People like Trump and Bernie are popular because Congress doesn't have the power to get things done, even with control of government. The gridlock alienates voters and pushes them to the extreme.
Quote (bogie160 @ Sep 22 2020 11:22am)
I'll let Lindsey Graham explain what he meant and why he changed his mind.
The Senate and President disagreed. An election was required to break the stalemate. The Republicans won, and got their pick.
The filibuster was killed by Reid. You don't get to decide "this one is still off limits" just because you didn't have a seat to fill at the time. The voters decided, Trump got his mandate, it is ridiculous to think that the Democrats were going to be allowed to filibuster every appointment for 4 years straight.
Stacking a Court with additional appointments specifically to dilute the power of the existing justices will create the perception that the Court is an appendage of Congress. That is why RBG herself opposed court-packing. You can't have an independent judiciary when Congress packs it with an ever expanding list of less and less qualified judges.
You're going back and forth... sometimes invoking norms, sometimes arguing pure power politics.
The filibuster for SC picks was nuked by McConnell. It's just a fact. If you want to argue that was justified because Democrats would've held up any pick, that's a fair argument. But that was the rationale for Reid nuking the filibuster on lower court picks... a reaction to obstruction. And the Democrats escalating will be a reaction to McConnell's obstruction and escalation. It's a fool's errand to try to absolve any one side of blame in this fight.

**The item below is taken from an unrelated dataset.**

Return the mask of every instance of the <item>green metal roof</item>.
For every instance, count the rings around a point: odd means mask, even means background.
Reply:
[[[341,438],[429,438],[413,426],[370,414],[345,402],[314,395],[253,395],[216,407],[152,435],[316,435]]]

You're simply assuming Democrats will nominate picks that aren't qualified. I don't see why they would do that.
Anyway, I'm not saying packing the court is a good thing, but it's a reasonable escalation to the actions of Republicans since 2016.
Quote (Black XistenZ @ Sep 22 2020 11:37am)
This whole ideological stalemate between liberals and conservatives can only end if one side is able to achieve a comprehensive victory and dominate several election cycles in a row. Think of the way FDR and his New Deal coalition stomped the laissez-faire Republicans of the 1920s and ushered in an era of Democratic dominance that lasted until 1968.
Or we can remove the filibuster, allow majorities to govern, and America will decide who does it better. The do-nothing Congress makes all of this worse. It encourages hyperpartisanship, gives the executive reason to overreach, etc.